November 27, 2023

Keepin' It Legal: How to Automate License Checks in Your CI Pipeline

Karim Shakirov
DevOps Engineer

Hey there DevOps wizards, code gurus, and IT maestros! Ever found yourself buried in a mountain of code dependencies? Worried about staying on the right side of open-source licenses? We've got you covered. Let's talk about how you can automate license checks in your CI pipelines. 🚀

Why Should You Care?

Like many of you, we're big fans of open-source components. But hey, we also want to play nice and respect everyone's rights. So we decided to auto-approve certain “safe” licenses like Apache 2 and MIT, and review any other license types we bump into “on the go,” making approvals or rejecting to the particular packages. Sound like you? Then read on!

The Setup: GitHub Actions

We're using GitHub Actions as our go-to CI tool. Don't worry, the process is straightforward—just a bit of Python and some GitHub magic. We're making a reusable workflow for our many microservices, and we're storing them in our GHA-Store repo.

Interested in scaling GitHub Actions? Subscribe to our newsletter (on the right); we've got more on that in upcoming posts.

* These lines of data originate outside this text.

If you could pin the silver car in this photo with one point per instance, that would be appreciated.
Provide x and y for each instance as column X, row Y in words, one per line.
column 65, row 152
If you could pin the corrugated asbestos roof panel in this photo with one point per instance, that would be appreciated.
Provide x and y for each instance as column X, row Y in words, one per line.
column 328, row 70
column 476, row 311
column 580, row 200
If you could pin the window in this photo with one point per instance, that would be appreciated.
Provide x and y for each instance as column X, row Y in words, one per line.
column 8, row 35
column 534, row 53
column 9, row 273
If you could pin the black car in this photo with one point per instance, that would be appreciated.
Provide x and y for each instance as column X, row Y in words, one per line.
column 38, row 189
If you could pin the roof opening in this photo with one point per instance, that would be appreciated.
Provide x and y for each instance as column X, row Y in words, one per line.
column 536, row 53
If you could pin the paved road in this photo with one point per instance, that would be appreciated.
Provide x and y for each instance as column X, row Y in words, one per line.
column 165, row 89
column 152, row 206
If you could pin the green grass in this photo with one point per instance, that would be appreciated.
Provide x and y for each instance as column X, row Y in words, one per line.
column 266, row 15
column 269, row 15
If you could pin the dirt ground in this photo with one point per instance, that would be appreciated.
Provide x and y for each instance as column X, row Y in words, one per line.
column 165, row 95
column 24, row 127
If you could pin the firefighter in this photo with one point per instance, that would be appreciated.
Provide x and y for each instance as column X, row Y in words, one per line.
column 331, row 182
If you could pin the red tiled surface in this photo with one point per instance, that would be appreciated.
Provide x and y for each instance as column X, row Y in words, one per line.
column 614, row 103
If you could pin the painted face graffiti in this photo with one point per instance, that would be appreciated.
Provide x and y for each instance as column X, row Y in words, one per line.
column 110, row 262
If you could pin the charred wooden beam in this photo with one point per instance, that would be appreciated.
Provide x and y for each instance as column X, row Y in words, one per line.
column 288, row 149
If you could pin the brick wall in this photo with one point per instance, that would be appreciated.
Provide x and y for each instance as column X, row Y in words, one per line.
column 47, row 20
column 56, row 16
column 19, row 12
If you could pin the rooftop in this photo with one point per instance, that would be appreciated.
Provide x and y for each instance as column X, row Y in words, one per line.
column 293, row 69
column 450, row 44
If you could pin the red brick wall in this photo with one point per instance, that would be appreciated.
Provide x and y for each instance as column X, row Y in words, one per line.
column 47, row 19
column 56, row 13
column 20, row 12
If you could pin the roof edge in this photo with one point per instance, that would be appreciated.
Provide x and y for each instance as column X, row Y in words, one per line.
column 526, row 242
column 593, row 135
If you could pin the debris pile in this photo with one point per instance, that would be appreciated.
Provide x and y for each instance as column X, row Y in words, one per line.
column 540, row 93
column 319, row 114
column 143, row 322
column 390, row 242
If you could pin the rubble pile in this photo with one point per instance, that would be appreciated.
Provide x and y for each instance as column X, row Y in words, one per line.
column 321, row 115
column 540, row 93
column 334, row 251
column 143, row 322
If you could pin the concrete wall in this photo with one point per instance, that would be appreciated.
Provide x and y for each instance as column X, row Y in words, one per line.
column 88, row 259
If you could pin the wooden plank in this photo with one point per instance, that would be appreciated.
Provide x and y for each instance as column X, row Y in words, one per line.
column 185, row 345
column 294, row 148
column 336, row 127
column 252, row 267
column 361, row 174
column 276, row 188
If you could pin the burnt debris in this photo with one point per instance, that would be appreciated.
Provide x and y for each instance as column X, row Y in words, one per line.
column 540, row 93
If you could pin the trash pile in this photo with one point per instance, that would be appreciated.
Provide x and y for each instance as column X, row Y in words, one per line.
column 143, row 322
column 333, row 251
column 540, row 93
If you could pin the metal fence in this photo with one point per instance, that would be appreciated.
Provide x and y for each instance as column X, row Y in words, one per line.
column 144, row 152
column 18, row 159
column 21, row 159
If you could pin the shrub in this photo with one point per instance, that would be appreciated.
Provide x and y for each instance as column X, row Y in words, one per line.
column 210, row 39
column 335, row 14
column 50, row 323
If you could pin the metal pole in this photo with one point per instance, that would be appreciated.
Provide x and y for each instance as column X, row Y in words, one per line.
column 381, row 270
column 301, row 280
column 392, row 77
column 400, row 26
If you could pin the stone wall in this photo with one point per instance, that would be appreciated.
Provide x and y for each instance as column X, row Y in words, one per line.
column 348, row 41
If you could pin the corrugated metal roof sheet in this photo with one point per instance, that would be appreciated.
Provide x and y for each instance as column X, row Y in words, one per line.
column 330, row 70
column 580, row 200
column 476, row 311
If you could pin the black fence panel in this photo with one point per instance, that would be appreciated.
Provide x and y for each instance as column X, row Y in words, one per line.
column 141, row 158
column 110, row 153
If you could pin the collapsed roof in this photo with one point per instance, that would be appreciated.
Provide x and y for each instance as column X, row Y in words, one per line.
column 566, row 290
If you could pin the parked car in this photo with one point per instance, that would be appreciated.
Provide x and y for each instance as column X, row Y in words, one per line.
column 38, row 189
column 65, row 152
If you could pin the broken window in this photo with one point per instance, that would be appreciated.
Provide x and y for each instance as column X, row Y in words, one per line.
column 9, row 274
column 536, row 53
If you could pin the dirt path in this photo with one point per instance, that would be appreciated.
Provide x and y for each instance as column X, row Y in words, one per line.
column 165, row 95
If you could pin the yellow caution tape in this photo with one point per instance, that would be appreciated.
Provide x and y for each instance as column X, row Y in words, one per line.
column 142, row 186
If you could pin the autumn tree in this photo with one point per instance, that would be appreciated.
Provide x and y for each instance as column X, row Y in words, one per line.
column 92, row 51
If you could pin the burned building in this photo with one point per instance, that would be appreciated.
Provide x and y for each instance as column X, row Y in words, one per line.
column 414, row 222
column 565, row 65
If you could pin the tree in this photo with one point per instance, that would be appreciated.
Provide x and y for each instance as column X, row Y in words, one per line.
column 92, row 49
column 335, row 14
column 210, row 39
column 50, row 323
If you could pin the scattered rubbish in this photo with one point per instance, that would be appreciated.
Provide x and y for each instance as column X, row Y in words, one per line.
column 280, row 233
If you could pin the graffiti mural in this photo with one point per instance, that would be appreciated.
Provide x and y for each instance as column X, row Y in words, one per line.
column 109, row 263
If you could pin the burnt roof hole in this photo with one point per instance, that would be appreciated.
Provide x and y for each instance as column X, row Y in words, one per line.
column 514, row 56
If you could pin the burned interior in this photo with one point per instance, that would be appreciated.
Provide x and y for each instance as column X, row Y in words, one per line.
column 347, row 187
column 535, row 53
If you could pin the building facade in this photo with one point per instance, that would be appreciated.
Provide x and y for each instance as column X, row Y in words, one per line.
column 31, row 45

Your First Step: Reusable Workflow File

Here's a snippet for initiating the reusable workflow:

on:
  workflow_call:
    inputs:
      inherit-inputs:
        required: false
        type: string


env:
  CHECKOUT_REF: ${{ fromJSON(inputs.inherit-inputs).ref || github.event.pull_request.head.sha }}

Nothing too crazy, right?

This sets up the workflow to be reusable and passes down inputs from the parent workflow to the child. As reusable workflow can't take all parent's inputs by default, we pack it into json and pass it as an argument to this workflow.

In CHECKOUT_REF you can find how we get the value back, I’ll show you the packaging at the end of this post, where we will call this workflow.

Let's Get to Work: The Main Job

1. Fetch the Source Code and License Config

Your job starts with fetching your repo and a separate repo containing your license configuration. Here's the code:

jobs:
  deps-lic-check:
    runs-on: ubuntu-latest
    steps:
      - name: Generate token
        id: generate_token
        uses: tibdex/github-app-token@v1
        with:
          app_id: ${{ secrets.APP_ID }}
          private_key: ${{ secrets.PRIVATE_KEY }}

      - name: Checkout current repo
        uses: actions/checkout@v4
        with:
          ref: ${{ env.CHECKOUT_REF }}
          fetch-depth: 1

      - name: Checkout configuration
        uses: actions/checkout@v3
        with:
          repository: perfectscale-io/gha-store # replace to your org/repo
          ref: v1
          token: ${{ steps.generate_token.outputs.token  }}
          path: gha-store
          fetch-depth: 1

Regarding "Checkout current repo" everything is simple, but pay attention to "ref". We use the to ensure that the PR will get Commit from PR because the default behavior on PR is to checkout ephemeral commits of merging PR to the target branch.

To access configuration, we need to checkout another repo (inside our org). To do so, we created a Github Application with a specific set of permissions.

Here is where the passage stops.